Friday, January 15, 2010

Day 19 - travelling back down to Jerusalem

I've had internet trouble the last few days so I haven't posted anything, but here is what I've typed up. I'm not going to upload any pictures yet, I want to get this stuff posted while my signal is still good.

Well today was our last study day in Israel. After a late start this morning (we didn’t have to leave until 8:30), we headed off to the Jordan river. We came up to a spot that is a kind of commercial spot where people can come and be baptized.

They say that it is near the location that Jesus was baptized, but our teacher Todd is pretty sure that it is too far north for that. I’m sure that the people who run the area that we went to wouldn’t be happy to hear that since they charge three dollars for a small bottle of “holy water” and six for a bigger bottle (the bigger bottle is probably about 8 oz.) The “holy water” is just water from that spot on the Jordan.

The Jordan river looked pretty small. In fact, it didn’t look much bigger than some of the streams that were headwaters of the Jordan. I think that is mainly because the Sea of Galilee is the main freshwater reservoir for Israel, so they take a lot of water out of it and not as much ends up in the Jordan. Although in Biblical times the Jordan wasn’t the most imposing river either. It was never as impressive as the Nile or the Euphrates, but because it runs along a fault line, it runs in a really narrow canyon that in some places are really impassable. So even if it is not imposing, it is still a pretty substantial barrier.

After the Jordan River we went to Beth Shan, which was known as Scythopolis in Jesus time. It was a pretty big and pretty impressive Greek city in Jesus time, it was part of a bunch of Greek cities in the area that were called the Decapolis. It’s funny, after all that time that I spent in Turkey Greece and Rome last year, I feel a little bit like the Greek/Roman city designs are old hat for me. I was definitely more worried about our Beauty and the Beast performance that we did in the theater there than I was about taking notes when we were in the teaching part. The city was cool, it was familiar in some ways, it was pretty big, and even though it was in ruins they have reconstructed enough of it to get a feel for how impressive the city would have been before it was destroyed by a big earthquake.
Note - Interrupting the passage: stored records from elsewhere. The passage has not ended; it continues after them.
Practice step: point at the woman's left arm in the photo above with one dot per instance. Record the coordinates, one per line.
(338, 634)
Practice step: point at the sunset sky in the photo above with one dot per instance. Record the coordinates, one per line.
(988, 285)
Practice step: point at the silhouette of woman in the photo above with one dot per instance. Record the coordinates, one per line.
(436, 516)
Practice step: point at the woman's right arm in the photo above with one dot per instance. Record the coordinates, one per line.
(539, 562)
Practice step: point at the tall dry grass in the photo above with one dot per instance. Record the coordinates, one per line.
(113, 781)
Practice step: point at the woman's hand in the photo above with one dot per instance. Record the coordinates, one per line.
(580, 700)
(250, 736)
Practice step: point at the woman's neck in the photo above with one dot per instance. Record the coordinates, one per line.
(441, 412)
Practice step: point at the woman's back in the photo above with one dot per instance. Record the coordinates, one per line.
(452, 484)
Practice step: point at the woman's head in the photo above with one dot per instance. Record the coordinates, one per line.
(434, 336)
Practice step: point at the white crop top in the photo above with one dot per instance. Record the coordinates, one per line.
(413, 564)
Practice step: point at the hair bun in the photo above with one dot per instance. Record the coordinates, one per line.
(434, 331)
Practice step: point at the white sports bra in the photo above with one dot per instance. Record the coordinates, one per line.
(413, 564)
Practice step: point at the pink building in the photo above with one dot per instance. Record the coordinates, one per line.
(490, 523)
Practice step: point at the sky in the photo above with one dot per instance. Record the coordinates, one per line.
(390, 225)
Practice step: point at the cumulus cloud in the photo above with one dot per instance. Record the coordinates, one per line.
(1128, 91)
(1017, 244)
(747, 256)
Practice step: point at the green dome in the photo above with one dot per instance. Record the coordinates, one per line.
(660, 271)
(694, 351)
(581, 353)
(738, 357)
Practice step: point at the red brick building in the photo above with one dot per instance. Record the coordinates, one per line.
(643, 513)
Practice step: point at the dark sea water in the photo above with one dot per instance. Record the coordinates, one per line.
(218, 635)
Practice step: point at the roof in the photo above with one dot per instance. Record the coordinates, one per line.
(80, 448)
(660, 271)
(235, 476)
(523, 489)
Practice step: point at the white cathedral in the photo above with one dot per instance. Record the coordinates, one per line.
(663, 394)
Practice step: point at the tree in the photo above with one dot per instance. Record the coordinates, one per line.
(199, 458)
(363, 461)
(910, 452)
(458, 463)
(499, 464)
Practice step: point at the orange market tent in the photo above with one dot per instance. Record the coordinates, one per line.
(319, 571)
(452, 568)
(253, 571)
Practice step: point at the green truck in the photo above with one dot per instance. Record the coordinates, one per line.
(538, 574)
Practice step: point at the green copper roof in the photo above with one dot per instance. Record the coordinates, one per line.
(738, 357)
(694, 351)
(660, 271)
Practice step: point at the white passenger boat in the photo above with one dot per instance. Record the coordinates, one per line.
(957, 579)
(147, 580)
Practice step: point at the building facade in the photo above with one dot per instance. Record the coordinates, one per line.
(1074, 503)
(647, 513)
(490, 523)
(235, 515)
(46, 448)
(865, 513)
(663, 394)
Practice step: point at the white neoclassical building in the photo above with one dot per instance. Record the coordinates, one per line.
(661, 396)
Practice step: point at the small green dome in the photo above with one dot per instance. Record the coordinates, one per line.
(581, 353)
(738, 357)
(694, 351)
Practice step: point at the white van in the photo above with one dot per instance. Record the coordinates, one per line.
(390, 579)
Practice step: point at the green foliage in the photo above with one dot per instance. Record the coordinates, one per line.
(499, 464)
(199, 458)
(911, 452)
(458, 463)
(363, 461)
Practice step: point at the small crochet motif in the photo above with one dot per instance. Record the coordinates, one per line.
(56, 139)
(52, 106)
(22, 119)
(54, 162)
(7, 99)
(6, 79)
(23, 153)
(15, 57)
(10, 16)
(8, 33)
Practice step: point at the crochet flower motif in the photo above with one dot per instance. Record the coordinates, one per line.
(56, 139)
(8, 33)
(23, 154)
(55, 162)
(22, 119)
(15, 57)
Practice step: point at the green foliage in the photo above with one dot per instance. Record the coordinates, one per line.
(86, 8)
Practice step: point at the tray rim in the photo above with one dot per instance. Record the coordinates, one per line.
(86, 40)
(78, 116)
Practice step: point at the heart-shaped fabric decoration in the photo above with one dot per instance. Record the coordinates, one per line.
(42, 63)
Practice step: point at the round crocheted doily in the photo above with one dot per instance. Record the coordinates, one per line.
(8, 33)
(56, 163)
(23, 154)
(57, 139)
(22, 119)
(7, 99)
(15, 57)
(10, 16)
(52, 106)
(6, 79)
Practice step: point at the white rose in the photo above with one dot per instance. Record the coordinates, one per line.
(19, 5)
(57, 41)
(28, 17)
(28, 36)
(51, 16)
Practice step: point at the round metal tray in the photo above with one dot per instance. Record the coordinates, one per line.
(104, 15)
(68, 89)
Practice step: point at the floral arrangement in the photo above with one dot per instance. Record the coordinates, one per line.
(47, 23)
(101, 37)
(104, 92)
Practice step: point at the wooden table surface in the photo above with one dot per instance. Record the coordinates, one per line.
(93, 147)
Our performance in the theater went well. There were five of us and everyone who wasn’t Belle played a bunch of different parts. I have sung the Gaston parts from Beauty and the Beast in the shower plenty of times so I had my Gaston voice down when I was him. It was fun, everyone seemed to enjoy it, and I’m glad it’s over and I don’t have to do it again. I spent most of the morning before our performance wondering if I had caught the stomach flu that has been going around or if I was just nervous. Turns out I was just nervous. I felt fine after we were done.
After Beth Shan we went to Ein Harod, which is the spring that Gideon brought his men to when his army dropped from 10,000 men to 300 men. It used to be bigger, I guess there used to be a lake there. Now it is just a little stream, somehow they control how much water runs out through the stream so that there can be a nice park around the spring and not a swamp like there used to be.

And that was it for what we did today. After Ein Harod we drove back to Jerusalem, to Yad Hashmona, where my camera was waiting for me and we checked in for our last night as a group together in Israel. Most everyone else leaves tomorrow night at midnight. I leave at 7:00 am two days from now to meet up with Dad in Jordan for a few days before I head back to the states on the 21st.